I had slowly been conforming to what others would prefer from me at cost to myself, and it had all happened under the surface without my awareness. When I realized what I had done (others did not do it to me, I had done it to myself), I had a huge aha. Immediately followed the strong decision that I was not going to give up my aliveness for anything or anyone.
As I shared this with my daughter, she said “Mom. When I saw you three months ago, I was appalled. I didn’t recognize you. You had resigned yourself to getting older and living as you were currently. I didn’t see any dreams or enthusiam for which you are know.” Resignation! As she said it, the truth of that statement resonated inside. The truth was I couldn’t even find any dreams to have. Two major ahas, back to back. They energized me. The decision to embrace my aliveness filled me with resolution.
I had been thinking I would live in this community for the rest of my life, because I love it here. But what to do with the variance between the norms of being business-like, without passion at meetings, and the exuberance I share at the top of my lungs? For the first time, I considered the possibility of living somewhere else.
Now here is how I experience my decisions about identity and where I live. It was like having little latches inside, where as I committed to living in this community, a part of me “latched” into the reality of living here, in this community and in this town. Not too dissimilar from grasping the bottom rocks of the river. Which begs the question, of “how do I live in commitment, but not in rigidity, or resignation?” But that is for another entry.
Simultaneously, the community choir that has brought me such joy changed directors. It was great at first, then later, as the concert approached we got more and more tense about our ability to perform, because we were singing incredibly difficult pieces. I don’t normally go around getting mad at stuff, but I got mad at my director and my section. I noticed that my mad was disproportionate to what stimulated them. I was reacting like crazy. To the point where another latch that I had made to this community because of the choir was unlocked. I grumbled “Choir is about singing, having joy, and this is no longer fun, just hard work.” I was mad enough, and committed enough to having joy in my life, that I wouldn’t waste time in an activity that did not give back to me in fulfillment and joy.
When I moved in with my roommate two years ago, I was in bliss because I lived with someone of like mindedness and we care about each other. When she lost her job last October pushing her into retirement far earlier that she considered, suddenly there were two adults home all day long. I noticed that I was getting cranky about not having enough space in my room. Circumstances had suddenly invited me to consider living alone. The third latch was loosened.
These synchronicities were not brought about me consciously. But there was a deeper process at work behind the scenes.
And it was at this point that I made a pivotal choice. Instead of cancelling my trip to the San Juan Islands, I would go. I was pretty grumpy, energized, and not sure where all the movement was going. There was a lot of bruising. And then when I arrived and stepped off the ferry, I felt my world sync and morph as I began to “Dwell in Possibilities“.
Every time I go to the islands, I remember my journeys through Richard Bach’s world.

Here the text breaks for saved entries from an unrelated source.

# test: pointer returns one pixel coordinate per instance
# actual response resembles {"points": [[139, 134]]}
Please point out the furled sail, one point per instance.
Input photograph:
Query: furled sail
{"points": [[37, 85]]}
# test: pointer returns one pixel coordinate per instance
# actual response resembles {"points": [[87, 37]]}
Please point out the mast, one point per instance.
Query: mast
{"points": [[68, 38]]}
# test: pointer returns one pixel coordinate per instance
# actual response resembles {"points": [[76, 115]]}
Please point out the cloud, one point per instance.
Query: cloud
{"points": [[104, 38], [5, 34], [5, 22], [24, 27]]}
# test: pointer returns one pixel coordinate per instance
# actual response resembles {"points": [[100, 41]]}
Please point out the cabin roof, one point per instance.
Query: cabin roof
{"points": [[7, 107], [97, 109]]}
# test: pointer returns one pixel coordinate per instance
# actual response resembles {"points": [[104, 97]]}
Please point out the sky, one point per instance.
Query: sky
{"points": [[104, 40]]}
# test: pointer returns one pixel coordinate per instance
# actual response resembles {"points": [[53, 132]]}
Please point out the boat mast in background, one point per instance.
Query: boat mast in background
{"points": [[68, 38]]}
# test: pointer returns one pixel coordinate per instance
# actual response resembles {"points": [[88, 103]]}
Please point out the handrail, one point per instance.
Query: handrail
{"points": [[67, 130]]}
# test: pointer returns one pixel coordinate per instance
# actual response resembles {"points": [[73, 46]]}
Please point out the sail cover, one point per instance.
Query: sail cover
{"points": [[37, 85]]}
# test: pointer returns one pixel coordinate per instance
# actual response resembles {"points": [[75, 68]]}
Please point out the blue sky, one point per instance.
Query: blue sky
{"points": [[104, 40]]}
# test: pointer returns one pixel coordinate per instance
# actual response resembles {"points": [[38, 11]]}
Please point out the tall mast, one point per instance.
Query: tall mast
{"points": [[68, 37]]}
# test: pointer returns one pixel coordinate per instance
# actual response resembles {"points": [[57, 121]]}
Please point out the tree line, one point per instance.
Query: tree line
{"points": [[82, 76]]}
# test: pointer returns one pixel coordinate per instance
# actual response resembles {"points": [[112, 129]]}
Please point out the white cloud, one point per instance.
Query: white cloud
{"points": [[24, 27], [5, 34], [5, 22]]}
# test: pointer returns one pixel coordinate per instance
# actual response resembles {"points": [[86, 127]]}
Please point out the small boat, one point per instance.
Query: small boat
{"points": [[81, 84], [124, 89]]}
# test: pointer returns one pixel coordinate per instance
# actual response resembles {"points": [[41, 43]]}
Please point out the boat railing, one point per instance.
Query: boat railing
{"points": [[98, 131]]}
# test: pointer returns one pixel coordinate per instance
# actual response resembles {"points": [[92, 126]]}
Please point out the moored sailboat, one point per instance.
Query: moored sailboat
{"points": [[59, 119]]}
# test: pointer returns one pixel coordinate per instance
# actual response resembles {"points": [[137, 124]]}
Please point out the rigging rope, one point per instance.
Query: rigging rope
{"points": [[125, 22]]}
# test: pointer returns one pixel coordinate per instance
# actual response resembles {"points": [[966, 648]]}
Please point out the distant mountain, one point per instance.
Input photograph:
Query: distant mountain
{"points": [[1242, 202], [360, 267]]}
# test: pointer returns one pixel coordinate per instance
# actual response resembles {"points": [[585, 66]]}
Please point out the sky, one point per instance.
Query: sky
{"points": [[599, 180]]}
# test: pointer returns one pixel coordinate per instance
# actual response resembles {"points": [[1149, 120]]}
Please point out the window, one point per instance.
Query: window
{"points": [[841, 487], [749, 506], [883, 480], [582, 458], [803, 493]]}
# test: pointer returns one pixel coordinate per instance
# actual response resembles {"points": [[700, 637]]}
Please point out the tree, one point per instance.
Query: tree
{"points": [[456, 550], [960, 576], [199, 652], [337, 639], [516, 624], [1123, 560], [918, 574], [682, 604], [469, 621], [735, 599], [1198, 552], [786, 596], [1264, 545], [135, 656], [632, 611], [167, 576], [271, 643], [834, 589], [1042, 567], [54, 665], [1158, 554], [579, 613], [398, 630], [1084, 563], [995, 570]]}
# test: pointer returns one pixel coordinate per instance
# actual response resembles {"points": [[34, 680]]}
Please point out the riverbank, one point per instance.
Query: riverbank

I don’t know where he lives now, but I think it is still in the San Juan Islands. These islands call to me. I go out to the park, and look over the waters to the mountains rising on Lummi, Orcas, Guemes and other islands.
Every time I head downtown, I crest a large hill and there before me is the Bay and the waters shimmering in the sunlight, or even fog, and my heart leaps.
As I gaze across the expanse of water, my energy flows, lifts, and expands. What would it be like to live closer?